Technegas is produced by using a carbon crucible to heat technetium-99m for a few seconds. The agent penetrates to the subsegmental areas of the lung and is trapped by surfactants in the alveolar walls, according to the group. The agent is manufactured by Australian firm Cyclopharm, which said last week that it expects FDA approval of Technegas in the second quarter of 2021.
In its January 18 letter to the FDA, the SNMMI said it believes that rapid approval of Technegas is important due to a decline in the ventilation portion of V/Q studies that has occurred since the start of the COVID-19 pandemic. Some nuclear medicine facilities are reluctant to conduct ventilation exams because two of the most commonly used agents for this application -- radioactive xenon and radioactive aerosolized particles -- can produce aerosolized particles that could be a safety risk for nuclear medicine personnel who have to be in the room during V/Q scans.
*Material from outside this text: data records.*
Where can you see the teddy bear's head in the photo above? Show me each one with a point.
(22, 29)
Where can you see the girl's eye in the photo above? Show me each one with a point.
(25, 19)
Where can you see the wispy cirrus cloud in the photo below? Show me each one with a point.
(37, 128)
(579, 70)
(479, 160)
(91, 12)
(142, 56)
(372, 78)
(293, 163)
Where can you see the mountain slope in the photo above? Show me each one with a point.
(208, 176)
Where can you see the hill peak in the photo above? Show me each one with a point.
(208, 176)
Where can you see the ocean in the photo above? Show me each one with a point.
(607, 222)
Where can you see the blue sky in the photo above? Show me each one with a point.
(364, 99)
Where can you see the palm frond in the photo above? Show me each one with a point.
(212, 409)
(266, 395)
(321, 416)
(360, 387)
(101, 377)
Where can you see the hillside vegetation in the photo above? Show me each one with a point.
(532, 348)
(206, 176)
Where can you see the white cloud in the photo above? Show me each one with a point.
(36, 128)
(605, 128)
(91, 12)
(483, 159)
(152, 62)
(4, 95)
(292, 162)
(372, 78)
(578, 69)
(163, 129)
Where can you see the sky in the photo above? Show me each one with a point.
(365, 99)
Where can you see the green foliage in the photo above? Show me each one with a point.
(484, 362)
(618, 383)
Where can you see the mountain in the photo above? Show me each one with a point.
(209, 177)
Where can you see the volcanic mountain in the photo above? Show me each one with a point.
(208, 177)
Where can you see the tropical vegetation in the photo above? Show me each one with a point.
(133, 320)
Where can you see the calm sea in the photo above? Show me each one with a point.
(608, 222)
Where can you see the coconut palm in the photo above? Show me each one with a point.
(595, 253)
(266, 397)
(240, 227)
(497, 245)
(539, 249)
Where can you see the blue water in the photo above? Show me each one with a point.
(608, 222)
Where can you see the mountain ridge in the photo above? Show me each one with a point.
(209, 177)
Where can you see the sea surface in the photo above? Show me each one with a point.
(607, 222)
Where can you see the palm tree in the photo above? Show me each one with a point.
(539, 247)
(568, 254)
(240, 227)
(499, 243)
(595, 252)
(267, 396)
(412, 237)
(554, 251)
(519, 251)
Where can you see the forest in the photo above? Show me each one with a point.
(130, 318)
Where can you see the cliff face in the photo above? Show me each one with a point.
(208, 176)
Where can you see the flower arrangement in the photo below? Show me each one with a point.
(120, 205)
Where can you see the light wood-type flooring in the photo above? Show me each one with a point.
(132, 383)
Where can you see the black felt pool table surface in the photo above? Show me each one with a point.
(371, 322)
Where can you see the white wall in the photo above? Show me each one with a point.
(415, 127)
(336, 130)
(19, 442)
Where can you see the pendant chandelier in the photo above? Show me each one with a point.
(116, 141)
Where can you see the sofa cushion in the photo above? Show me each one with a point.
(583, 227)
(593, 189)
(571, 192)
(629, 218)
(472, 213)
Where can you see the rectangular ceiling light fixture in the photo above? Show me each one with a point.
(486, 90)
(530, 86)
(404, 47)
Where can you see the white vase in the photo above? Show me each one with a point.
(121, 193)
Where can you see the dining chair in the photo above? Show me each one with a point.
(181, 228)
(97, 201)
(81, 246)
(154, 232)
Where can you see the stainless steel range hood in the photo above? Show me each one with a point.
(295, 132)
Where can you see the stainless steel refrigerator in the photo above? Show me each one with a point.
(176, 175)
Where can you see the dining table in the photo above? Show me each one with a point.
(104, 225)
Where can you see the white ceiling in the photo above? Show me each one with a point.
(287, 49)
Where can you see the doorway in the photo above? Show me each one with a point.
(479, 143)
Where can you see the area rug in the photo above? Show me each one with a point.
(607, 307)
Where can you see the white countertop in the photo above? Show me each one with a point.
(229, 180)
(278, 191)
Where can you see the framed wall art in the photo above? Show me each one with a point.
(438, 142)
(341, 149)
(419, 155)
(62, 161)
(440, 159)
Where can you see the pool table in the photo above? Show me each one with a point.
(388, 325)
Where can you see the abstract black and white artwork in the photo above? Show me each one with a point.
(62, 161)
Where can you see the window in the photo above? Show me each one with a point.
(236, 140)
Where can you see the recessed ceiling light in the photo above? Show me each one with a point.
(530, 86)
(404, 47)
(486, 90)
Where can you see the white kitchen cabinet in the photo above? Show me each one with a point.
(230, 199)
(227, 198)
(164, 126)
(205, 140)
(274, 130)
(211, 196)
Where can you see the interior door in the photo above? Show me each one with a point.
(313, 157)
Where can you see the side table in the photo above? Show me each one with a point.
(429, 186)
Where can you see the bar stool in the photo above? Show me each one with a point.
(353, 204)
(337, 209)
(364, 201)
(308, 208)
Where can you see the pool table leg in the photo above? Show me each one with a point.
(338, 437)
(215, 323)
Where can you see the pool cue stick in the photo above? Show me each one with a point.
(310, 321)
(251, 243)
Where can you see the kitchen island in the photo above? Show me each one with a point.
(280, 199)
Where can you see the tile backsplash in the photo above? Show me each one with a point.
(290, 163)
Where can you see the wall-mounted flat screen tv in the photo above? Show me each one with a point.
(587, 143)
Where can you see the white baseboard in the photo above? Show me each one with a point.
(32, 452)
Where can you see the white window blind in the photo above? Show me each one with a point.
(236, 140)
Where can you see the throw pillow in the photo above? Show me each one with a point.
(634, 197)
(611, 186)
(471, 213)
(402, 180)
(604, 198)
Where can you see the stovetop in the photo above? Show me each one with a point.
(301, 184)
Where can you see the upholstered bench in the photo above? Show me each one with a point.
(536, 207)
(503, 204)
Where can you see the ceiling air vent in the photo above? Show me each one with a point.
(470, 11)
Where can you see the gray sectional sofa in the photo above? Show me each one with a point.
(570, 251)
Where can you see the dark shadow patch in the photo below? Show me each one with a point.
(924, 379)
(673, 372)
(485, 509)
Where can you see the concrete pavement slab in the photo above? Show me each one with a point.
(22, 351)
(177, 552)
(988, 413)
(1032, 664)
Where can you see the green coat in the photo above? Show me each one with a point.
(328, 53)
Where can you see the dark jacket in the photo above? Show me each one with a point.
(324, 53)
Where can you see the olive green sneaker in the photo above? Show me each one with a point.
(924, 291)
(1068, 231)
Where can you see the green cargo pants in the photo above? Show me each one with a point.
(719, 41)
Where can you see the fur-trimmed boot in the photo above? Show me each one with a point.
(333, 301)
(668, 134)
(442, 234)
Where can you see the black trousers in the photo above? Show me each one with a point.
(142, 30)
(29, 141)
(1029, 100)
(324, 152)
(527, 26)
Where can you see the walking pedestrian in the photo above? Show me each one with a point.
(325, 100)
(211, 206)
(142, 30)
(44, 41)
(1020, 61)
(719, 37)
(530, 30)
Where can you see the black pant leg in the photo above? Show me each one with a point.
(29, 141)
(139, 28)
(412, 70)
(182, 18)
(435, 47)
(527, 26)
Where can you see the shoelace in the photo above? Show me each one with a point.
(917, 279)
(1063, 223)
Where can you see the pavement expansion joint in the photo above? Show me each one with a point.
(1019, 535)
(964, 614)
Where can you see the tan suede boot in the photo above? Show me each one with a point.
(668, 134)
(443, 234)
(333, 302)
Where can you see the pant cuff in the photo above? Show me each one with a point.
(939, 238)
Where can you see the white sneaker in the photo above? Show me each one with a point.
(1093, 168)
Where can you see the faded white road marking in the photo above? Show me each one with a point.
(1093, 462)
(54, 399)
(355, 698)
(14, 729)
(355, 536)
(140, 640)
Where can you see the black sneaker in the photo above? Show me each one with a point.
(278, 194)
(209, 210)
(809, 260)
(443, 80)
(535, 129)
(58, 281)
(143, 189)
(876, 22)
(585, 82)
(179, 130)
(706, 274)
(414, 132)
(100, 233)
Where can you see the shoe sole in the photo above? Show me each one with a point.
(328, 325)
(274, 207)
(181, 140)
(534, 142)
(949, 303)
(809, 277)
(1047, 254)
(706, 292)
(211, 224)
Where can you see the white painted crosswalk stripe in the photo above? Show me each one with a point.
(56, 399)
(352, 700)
Indeed, the SNMMI in September updated its guidance on V/Q scans, recommending that nuclear medicine personnel use infection control procedures and wear appropriate personal protective equipment.
Because Technegas doesn't release aerosolized particles, it represents an alternative that could allow users to resume full V/Q scans without jeopardizing the health of personnel. Technegas also is cheaper and more available than radioactive xenon and radioactive aerosolized particles.